What is a Finishing Artist?
At The Finish Line, we are all about delivering the best images possible and the key to doing this is our approach; having incredible Finishing Artists who take full ownership of picture from a finished conform right through to the final review. But what is a Finishing Artist? We couldn’t explain this more eloquently than Maggie did in her recent Post Perspective interview:
Everyone at The Finish Line is the last pillar of post production. We are responsible for completing the final product to the highest standards. Traditionally a colourist balances and colours images in line with how the client wants the audience to feel, even relighting and reshaping subjects using depth of field and other effects. An online editor fixes technical errors such as flash frames and dropouts, checks the conforms and frame rates, removes logos and creates titles, subtitles and credits.
A Finishing Artist is where these two roles meet, taking the creative skills of a senior colourist and adding in the highest level of technical capabilities to elevate the role beyond traditional expectations for either — from colour management and the creative grade through to compositing, captioning and Dolby Vision trim passes, all while understanding technical specifications and their ever-changing goalposts.

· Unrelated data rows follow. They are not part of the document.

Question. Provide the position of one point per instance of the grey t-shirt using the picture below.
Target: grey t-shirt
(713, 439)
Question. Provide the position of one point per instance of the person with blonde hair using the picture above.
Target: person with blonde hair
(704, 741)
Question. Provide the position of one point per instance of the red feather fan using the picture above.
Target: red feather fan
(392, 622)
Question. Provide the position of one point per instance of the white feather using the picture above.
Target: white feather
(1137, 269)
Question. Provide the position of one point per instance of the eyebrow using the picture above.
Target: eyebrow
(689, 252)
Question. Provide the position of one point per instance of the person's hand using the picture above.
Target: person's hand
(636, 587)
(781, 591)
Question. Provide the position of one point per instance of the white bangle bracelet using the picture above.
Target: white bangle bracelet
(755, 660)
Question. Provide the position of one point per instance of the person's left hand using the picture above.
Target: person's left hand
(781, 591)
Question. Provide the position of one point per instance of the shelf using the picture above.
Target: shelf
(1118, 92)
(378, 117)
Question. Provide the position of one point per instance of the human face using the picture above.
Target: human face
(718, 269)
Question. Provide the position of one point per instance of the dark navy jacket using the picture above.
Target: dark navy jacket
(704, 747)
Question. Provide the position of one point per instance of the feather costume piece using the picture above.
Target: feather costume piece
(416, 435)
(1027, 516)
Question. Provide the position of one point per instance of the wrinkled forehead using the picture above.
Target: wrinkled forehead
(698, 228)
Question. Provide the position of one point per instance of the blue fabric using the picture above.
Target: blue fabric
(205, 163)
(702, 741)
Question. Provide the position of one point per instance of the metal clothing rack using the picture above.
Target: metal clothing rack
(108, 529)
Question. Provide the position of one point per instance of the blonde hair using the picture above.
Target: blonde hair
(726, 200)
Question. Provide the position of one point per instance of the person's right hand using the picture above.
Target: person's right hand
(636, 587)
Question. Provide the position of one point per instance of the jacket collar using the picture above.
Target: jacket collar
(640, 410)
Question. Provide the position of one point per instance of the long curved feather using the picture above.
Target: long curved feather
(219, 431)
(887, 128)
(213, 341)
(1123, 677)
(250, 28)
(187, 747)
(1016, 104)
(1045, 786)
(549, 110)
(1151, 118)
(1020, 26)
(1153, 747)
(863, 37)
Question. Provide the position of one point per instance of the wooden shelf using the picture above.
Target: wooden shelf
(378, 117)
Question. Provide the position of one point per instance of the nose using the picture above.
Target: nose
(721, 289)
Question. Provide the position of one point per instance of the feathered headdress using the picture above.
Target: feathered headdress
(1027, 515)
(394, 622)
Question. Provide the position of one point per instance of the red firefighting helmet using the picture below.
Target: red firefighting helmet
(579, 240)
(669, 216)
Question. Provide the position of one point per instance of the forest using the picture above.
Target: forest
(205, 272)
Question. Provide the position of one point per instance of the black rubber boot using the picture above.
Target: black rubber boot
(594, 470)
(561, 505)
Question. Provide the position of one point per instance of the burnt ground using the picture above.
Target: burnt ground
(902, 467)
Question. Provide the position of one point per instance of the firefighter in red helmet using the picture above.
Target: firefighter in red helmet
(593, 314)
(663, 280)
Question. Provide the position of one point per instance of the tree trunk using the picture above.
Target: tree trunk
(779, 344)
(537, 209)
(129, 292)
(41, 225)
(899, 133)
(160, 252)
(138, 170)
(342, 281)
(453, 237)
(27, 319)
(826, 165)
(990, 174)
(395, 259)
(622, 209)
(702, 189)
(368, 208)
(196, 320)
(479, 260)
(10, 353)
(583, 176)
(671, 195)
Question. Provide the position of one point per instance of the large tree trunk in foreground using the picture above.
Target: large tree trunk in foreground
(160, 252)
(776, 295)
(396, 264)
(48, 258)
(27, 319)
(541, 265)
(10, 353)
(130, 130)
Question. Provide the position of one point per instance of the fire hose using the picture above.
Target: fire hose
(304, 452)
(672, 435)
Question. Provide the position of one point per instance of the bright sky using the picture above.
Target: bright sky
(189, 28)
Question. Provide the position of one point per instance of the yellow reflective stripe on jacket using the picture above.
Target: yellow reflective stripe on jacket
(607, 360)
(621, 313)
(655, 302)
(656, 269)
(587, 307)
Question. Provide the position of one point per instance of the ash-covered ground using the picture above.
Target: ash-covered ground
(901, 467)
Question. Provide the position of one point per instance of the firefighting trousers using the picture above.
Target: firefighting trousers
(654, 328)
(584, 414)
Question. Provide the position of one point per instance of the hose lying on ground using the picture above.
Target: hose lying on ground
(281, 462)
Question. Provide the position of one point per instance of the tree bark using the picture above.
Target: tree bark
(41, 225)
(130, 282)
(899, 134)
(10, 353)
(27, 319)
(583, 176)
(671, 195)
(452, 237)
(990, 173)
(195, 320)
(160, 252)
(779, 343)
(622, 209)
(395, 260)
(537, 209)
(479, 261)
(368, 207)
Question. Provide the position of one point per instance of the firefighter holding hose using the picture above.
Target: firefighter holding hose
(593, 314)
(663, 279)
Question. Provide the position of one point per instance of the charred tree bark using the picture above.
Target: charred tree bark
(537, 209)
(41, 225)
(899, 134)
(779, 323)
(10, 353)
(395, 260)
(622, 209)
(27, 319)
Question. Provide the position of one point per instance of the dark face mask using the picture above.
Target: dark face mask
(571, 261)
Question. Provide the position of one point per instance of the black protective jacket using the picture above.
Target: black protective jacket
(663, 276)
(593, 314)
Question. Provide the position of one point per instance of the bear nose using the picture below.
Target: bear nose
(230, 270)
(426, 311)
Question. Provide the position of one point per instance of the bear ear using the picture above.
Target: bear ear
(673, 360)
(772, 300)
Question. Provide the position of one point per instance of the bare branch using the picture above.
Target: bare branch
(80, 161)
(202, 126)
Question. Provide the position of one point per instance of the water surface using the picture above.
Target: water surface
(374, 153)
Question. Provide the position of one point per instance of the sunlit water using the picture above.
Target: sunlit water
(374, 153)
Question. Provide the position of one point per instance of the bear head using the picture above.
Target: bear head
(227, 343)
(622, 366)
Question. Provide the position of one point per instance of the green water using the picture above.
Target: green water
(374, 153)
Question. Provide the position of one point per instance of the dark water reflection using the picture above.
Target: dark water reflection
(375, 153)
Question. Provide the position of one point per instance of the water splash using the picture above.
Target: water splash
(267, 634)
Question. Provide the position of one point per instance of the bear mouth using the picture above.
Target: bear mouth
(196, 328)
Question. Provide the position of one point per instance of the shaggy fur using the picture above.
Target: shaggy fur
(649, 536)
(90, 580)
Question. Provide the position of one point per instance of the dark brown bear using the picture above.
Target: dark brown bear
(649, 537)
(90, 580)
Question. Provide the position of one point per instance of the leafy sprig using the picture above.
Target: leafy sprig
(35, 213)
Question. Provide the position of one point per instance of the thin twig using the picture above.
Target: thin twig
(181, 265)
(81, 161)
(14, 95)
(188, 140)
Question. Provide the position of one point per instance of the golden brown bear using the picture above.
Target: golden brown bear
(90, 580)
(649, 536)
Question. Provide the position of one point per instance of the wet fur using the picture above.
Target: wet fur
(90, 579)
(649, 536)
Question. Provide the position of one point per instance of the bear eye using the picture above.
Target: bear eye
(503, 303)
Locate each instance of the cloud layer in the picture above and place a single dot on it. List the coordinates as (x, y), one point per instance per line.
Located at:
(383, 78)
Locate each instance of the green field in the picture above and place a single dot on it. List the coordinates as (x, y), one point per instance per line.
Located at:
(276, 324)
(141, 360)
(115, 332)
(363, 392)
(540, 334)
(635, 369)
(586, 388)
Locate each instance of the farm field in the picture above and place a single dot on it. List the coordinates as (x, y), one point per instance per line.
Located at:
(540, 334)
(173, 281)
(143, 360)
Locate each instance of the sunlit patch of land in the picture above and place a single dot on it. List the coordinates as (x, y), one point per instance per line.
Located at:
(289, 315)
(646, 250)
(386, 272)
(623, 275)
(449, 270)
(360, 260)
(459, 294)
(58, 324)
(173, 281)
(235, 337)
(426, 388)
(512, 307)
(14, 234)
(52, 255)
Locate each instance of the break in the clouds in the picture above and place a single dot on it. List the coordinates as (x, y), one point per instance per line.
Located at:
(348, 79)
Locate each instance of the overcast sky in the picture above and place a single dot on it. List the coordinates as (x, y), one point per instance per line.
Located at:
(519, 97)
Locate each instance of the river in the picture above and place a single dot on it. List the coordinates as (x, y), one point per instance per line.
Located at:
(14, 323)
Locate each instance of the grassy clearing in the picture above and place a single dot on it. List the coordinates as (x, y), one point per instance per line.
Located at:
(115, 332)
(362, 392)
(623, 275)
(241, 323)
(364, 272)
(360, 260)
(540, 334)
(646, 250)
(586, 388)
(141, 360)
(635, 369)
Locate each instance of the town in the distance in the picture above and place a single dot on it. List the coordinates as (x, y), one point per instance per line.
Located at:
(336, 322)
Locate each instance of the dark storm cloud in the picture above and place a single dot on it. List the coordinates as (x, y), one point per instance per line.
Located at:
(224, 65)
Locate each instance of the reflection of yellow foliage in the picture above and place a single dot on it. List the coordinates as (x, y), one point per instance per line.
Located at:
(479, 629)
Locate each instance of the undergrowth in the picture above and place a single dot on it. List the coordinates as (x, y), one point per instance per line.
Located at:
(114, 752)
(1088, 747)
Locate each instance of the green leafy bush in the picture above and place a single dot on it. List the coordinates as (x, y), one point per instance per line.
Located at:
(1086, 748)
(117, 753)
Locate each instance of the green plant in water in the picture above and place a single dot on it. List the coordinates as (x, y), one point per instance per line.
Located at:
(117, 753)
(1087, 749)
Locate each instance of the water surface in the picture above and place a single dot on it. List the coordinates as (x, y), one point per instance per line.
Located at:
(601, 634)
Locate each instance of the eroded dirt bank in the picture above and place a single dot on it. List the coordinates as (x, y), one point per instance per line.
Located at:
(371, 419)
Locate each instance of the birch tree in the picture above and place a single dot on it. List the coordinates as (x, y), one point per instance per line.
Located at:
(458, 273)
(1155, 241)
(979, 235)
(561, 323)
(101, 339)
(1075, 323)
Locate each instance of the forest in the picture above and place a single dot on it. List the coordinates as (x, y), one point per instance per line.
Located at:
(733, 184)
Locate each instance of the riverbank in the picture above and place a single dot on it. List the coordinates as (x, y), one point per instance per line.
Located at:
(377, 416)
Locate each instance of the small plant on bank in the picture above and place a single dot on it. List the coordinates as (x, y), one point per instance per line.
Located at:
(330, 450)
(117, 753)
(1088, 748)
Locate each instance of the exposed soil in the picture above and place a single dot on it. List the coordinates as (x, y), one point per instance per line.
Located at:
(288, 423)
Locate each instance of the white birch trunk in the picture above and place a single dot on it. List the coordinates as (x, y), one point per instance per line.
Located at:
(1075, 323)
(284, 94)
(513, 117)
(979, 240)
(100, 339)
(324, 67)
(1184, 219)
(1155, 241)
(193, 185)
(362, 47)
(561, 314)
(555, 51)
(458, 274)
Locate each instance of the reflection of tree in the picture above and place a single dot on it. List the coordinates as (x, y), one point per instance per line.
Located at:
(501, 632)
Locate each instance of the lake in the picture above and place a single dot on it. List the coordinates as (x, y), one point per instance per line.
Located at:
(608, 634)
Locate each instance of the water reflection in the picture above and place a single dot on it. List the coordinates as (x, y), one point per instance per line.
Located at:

We can be a jack of all trades but need to be a master of them all, creating complex looks, painting out objects, creating simple VFX and doing last-minute edit changes.
Maggie Maciejczek-Potter
For us, this is the key component to ensure everything we deliver looks incredible. You can forget about the costs and wasted time round-tripping between multiple platforms and working around multiple schedules to finish your pictures. On top of that, the picture finishing time available can be tailored in such a way that adds maximum value to the budget.
On some projects, that might involve more time dealing with scaling, frame rate conversions, and other tricks to get your archive looking as good as possible. The next project might be all about the grade, stylising, and adding all the emotion you can by focusing on the texture and detail in the image.
We love images and are obsessed with making sure what we deliver is perfect in every way.